What must be appreciated is that in general POPIA does not provide hard and fast rules for these matters. POPIA provides principles which need to be applied, and in time rules and guidelines may develop. But for now, we have to work with the principles and try to apply them as best as possible until there is more clarity.
That said, POPIA does clearly state that any processing of personal information conducted in the course of purely personal and household activities would not amount to processing under POPIA and is essentially also excluded from the requirement of obtaining consent. This means that groups dealing with personal, friendship, family or even social activities would generally fall outside POPIA and would not require consent to be obtained. This should therefore be a huge relief for most administrators that probably manage WhatsApp groups of this nature. On the other hand, with a business that creates an official work WhatsApp group for communication and information sharing purposes, the position might be different.

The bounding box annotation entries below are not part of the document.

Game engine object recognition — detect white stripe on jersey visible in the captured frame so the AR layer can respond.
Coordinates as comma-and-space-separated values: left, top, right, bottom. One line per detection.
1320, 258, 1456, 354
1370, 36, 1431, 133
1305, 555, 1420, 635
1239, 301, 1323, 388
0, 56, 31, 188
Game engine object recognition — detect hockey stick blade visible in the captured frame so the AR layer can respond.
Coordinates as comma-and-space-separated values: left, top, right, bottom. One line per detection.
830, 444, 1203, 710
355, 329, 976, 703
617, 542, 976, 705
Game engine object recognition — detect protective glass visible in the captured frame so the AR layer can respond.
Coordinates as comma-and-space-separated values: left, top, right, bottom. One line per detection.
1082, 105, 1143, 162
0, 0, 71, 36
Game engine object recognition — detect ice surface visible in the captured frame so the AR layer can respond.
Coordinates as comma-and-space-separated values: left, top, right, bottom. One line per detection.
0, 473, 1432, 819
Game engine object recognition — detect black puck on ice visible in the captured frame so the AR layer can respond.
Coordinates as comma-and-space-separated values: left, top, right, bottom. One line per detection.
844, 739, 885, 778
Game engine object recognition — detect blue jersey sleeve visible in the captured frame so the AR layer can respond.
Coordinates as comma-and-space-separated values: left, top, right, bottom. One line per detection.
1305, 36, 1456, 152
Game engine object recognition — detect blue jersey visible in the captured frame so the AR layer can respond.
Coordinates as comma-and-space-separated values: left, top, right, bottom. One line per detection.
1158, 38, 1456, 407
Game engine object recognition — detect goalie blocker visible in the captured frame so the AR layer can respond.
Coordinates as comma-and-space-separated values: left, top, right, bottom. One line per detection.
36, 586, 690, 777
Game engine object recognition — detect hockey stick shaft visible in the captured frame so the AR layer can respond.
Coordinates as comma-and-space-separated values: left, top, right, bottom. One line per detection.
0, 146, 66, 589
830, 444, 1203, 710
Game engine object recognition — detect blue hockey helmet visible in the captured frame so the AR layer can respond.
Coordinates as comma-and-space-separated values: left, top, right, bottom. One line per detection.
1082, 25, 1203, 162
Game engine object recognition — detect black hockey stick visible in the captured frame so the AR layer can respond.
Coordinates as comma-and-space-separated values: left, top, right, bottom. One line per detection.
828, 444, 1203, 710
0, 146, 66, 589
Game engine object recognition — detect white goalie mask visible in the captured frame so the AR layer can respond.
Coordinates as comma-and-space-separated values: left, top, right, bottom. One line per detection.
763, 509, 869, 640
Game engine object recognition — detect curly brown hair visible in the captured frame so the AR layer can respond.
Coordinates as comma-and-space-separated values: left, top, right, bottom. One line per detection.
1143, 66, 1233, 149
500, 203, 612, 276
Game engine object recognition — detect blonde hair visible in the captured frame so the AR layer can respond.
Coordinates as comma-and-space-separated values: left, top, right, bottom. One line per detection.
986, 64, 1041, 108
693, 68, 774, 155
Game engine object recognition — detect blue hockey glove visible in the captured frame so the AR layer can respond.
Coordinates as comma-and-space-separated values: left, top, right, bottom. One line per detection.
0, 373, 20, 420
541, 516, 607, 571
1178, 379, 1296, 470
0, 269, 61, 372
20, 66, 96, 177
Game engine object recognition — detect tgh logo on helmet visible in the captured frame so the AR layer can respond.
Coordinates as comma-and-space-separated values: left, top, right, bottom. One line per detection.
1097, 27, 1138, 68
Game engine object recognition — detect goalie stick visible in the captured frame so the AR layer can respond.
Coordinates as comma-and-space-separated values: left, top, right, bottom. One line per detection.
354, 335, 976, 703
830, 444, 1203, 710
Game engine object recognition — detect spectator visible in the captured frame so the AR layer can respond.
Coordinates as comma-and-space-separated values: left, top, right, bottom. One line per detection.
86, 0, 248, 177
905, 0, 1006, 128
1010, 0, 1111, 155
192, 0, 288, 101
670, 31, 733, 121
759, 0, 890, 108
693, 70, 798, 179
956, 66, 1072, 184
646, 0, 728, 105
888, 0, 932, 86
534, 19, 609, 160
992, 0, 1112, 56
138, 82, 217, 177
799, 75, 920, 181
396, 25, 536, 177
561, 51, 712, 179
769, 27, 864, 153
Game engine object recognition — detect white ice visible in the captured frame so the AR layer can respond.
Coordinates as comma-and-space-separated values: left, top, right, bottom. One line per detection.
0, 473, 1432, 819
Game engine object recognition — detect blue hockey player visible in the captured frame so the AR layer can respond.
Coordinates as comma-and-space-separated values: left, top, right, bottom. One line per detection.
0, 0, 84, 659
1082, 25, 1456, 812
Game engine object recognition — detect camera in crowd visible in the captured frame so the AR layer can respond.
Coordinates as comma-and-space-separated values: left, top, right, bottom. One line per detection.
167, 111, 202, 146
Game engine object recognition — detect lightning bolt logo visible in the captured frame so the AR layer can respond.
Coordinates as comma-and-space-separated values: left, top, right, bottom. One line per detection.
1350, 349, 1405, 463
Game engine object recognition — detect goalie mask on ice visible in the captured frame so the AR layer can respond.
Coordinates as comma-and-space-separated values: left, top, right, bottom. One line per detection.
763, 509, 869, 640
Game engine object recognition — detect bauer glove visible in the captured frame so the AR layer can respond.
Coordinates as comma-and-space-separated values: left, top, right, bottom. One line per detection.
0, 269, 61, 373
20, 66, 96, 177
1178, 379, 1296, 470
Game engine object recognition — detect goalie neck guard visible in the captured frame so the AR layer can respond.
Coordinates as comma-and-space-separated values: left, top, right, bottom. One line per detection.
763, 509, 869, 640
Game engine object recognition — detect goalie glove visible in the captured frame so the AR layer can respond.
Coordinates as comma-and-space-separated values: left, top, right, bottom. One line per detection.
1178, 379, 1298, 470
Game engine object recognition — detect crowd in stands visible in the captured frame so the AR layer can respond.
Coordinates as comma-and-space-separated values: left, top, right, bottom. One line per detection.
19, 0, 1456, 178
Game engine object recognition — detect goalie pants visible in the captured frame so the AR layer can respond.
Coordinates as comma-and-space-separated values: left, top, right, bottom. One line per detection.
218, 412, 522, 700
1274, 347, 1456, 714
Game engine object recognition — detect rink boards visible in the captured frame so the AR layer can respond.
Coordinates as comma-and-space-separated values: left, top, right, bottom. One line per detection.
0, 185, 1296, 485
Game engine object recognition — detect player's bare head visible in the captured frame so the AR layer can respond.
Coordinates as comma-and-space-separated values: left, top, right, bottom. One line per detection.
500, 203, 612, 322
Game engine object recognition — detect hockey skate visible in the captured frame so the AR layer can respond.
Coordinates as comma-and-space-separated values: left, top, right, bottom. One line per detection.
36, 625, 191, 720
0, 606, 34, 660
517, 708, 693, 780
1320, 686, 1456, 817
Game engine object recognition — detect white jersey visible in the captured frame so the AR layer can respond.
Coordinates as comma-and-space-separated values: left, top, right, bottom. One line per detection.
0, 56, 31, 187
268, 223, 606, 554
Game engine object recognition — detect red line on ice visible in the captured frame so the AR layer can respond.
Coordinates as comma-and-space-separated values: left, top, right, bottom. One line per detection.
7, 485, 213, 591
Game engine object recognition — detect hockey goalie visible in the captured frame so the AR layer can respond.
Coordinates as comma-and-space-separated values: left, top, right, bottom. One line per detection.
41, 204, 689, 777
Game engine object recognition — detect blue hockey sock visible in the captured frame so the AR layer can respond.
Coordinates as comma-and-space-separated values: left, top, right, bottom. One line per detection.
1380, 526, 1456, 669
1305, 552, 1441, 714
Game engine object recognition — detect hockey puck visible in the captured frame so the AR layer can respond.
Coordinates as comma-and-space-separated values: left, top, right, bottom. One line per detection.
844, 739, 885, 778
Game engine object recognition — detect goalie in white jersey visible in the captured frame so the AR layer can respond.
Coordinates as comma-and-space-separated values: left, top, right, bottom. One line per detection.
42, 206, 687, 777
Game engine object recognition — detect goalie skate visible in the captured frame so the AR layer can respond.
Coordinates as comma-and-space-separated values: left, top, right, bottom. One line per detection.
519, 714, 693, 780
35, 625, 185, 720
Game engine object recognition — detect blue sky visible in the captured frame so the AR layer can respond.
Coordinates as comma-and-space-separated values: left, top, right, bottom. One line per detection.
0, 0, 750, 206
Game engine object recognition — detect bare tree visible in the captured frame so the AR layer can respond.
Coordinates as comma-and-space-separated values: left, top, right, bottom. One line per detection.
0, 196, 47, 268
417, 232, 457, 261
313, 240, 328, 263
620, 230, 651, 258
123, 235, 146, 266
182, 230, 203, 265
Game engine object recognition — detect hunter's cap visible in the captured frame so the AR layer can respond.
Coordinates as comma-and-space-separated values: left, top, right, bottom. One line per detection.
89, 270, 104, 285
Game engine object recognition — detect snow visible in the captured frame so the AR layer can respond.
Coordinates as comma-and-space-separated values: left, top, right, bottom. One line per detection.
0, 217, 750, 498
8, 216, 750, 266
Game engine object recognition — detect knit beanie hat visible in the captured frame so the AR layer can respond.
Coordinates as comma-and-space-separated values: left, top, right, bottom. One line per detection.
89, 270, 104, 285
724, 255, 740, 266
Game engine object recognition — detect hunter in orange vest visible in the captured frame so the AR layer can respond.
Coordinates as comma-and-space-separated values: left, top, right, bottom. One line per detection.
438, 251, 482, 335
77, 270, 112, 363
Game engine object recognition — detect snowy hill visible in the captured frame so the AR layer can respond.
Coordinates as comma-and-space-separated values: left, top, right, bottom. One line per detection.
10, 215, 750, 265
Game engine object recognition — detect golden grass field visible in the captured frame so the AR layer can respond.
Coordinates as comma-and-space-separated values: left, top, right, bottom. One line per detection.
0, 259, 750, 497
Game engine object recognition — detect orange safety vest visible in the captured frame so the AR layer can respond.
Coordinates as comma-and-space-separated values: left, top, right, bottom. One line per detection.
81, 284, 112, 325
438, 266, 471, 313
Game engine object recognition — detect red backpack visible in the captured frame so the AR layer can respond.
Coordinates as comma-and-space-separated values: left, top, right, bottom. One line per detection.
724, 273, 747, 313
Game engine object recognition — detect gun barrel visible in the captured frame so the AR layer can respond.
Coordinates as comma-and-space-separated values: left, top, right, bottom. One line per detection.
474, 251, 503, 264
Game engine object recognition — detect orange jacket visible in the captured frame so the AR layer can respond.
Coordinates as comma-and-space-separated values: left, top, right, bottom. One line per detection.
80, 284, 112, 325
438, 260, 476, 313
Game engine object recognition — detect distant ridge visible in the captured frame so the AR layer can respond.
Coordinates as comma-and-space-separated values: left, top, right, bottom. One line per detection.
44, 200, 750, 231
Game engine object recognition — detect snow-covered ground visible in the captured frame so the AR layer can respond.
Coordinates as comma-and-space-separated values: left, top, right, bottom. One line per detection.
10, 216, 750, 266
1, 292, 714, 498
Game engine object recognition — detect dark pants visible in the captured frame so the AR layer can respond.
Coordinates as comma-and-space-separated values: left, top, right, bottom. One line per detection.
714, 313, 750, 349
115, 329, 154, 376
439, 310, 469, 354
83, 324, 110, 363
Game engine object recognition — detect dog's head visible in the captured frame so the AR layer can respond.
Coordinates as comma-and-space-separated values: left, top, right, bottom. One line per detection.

As always, there are the groups that could be borderline or clearly fall under POPIA, and here consent again becomes important. Does this mean that consent must be in the form of a form filled in and completed and sent back? It could, but it could also be sufficient for a clearly worded message to members advising of the purpose of the group and why and how their information will be processed as well as their right to opt-out at any time. The nature, scope and purpose of the processing will definitely have an impact on the most appropriate mechanism chosen for obtaining consent.
With regards to managing or creating new groups or inviting new members to join groups, it is useful to consider WhatsApp’s own practice guidelines on how to do this and which largely aligns with many of the requirements of POPIA. Have a look at these at https://faq.whatsapp.com/general/security-and-privacy/how-to-use-whatsapp-responsibly/
In conclusion, it appears that most of your WhatsApp groups fall within the exclusion of being personal or household related and would therefore not require you to obtain the consent of your members or issue a privacy notice as is required under POPIA for more business-related groups.
It is however advisable to make sure that you do not form WhatsApp groups which breach this common divide and venture into a scenario where you may require consent from or notification to your members. Consider having a look at how you can bring the WhatsApp best practices into your group administration as suggested above. If consents are required, maybe consider discussing the scope of processing with your attorney to develop an appropriate strategy for obtaining the consent of existing and new members of your WhatsApp group.